Auto-Plex makes it a point to send out a customer satisfaction card with every repair. "I'm a firm believer in knowing what our customers want," Kimes says. "Through that we've learned that personal relationships and genuine customer satisfaction go hand-in-hand."
Kimes estimates that 60 to 70 percent of repair jobs come from word-of-mouth. In the past two years, they also got involved in direct-repair program relationships and plan to add more in the future.
The only difficulty Kimes foresees is finding enough qualified technicians to perform the work. "That is a problem — it really hits hard," he says. "Older body techs are getting scarce — they're happy where they're at and they don't want to change." Auto-Plex already draws technicians from the surrounding areas, including a vo-tech school about an hour-and-a-half from Alma.
Kimes also has found that the younger techs aren't able to handle start-to-finish repair work like the older generation — Gen X and Y techs tend to specialize. So Auto-Plex recently had to conform to the trend of an assembly-line operation, with separate preppers, body techs, painters and so on.

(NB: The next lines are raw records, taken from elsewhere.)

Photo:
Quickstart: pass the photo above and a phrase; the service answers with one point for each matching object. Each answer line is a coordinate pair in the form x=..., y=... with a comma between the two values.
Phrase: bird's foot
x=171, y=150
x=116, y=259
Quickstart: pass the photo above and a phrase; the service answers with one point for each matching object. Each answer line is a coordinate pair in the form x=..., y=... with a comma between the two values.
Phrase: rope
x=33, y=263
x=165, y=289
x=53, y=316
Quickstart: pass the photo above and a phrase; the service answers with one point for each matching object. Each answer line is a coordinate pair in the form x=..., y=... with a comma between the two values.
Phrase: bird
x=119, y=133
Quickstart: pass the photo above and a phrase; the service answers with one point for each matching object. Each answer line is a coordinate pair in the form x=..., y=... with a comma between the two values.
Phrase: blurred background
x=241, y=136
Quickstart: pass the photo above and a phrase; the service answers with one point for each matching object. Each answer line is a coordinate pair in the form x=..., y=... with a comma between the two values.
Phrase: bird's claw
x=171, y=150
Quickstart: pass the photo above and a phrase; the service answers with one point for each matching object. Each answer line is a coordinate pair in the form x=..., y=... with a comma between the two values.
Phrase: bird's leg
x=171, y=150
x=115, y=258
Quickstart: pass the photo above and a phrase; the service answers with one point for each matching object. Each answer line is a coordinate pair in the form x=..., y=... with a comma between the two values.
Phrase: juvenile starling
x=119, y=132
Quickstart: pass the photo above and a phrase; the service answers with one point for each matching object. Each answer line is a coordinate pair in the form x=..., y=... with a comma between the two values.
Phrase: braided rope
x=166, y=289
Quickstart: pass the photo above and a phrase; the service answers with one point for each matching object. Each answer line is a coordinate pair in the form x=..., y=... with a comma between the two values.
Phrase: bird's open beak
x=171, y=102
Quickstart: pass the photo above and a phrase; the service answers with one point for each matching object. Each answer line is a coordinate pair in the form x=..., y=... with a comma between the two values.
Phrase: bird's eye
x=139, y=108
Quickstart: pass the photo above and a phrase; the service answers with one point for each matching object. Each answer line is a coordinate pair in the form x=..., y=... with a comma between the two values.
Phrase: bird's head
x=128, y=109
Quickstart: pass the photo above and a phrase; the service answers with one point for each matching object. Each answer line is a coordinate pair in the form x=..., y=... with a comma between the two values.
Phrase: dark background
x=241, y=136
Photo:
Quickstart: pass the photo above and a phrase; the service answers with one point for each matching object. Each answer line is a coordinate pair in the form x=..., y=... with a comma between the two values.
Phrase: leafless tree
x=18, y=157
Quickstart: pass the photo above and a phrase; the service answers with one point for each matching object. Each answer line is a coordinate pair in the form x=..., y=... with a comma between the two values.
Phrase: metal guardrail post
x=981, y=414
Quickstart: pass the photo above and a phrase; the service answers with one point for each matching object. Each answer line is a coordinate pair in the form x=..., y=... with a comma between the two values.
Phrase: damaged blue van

So how's the new operation working out so far? "We're still very early in the stages," he says. "Production seems to be more steady for completion of cars. It was something we had to do, not something we wanted to do. We had to change with the times. I was against it, but they're proving me wrong. So far customers are happy because they're getting their cars on time. It just seems like a different way of going about getting the same ending.